From sexually-explicit and racist comments to physical threats and acts of bullying; workers in every industry, position and pay scale may report being victims of workplace harassment and discrimination. While state and federal laws exist banning these types of acts, they can only be enforced if an individual comes forward and reports the abuses they've suffered.
For workers who believe they have been the target of wage theft, pregnancy discrimination, sexual harassment or racial discrimination; it's imperative to come forward to report the injustices one has suffered to a supervisor or a company's human resources department.
Once an employee has filed an official complaint, he or she has the right to request that an employer "prepare a written report...and conduct an investigation." Additionally, a wronged employee has a right to request that the individual or individuals who committed the harassing or discriminatory actions be disciplined in some fashion.

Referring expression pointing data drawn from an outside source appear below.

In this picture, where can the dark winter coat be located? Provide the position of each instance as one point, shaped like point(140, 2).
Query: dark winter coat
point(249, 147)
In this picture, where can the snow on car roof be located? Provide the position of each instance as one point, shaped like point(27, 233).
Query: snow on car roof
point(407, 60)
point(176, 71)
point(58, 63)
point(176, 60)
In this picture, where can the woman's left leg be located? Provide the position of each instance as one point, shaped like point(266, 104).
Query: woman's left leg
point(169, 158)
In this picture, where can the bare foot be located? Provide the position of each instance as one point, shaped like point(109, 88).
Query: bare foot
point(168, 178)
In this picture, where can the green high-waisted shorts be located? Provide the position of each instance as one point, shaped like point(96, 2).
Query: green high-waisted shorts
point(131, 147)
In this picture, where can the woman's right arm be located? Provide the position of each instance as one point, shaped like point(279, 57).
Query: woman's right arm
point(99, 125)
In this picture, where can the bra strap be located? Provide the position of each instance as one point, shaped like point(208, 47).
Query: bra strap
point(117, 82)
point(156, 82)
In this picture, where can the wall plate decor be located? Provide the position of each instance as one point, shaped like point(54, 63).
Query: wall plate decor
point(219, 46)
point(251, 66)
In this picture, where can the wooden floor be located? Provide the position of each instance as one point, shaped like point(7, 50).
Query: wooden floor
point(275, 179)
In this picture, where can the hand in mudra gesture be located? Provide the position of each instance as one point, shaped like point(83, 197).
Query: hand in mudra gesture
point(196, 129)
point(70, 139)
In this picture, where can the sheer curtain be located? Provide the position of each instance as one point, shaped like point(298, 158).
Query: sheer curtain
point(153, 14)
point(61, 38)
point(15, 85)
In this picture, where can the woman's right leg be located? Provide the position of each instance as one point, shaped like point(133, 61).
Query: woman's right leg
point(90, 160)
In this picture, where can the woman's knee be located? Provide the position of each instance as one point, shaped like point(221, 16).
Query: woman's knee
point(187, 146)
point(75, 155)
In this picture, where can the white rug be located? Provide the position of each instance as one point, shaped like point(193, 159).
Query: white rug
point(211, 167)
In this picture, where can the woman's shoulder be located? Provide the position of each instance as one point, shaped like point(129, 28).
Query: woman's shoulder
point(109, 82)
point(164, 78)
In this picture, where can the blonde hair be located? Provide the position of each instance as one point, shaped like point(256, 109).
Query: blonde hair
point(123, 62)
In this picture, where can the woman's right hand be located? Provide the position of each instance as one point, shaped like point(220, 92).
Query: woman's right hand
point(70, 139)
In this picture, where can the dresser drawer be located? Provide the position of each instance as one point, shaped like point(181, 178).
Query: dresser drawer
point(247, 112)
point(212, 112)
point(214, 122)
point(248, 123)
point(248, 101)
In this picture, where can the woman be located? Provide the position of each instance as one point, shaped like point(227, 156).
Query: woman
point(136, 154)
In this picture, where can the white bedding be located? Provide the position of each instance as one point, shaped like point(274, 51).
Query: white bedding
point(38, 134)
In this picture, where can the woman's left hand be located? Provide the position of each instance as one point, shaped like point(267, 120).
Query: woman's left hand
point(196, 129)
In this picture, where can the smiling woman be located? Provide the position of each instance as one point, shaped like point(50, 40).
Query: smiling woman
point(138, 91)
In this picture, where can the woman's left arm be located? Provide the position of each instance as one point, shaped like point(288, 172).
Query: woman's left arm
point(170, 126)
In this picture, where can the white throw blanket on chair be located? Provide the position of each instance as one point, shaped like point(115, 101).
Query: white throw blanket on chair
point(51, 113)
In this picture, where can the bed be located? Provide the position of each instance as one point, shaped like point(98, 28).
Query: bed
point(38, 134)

Even in cases where an employee follows the steps outlined above, some employers fail to take these types of matters seriously and fail to follow through with an investigation. For these reasons, it's often wise to consult with an attorney who handles employment law cases. Throughout the entire process, an employee should keep detailed records and attempt to obtain any evidence that may bolster a case against an employer.
An attorney will thoroughly to investigate any and all claims made by an employee and work to build a strong case against an employer. In the event an out-of-court settlement cannot be reached or is not appropriate, an attorney will represent an individual's best interests and provide strong legal advocacy in court.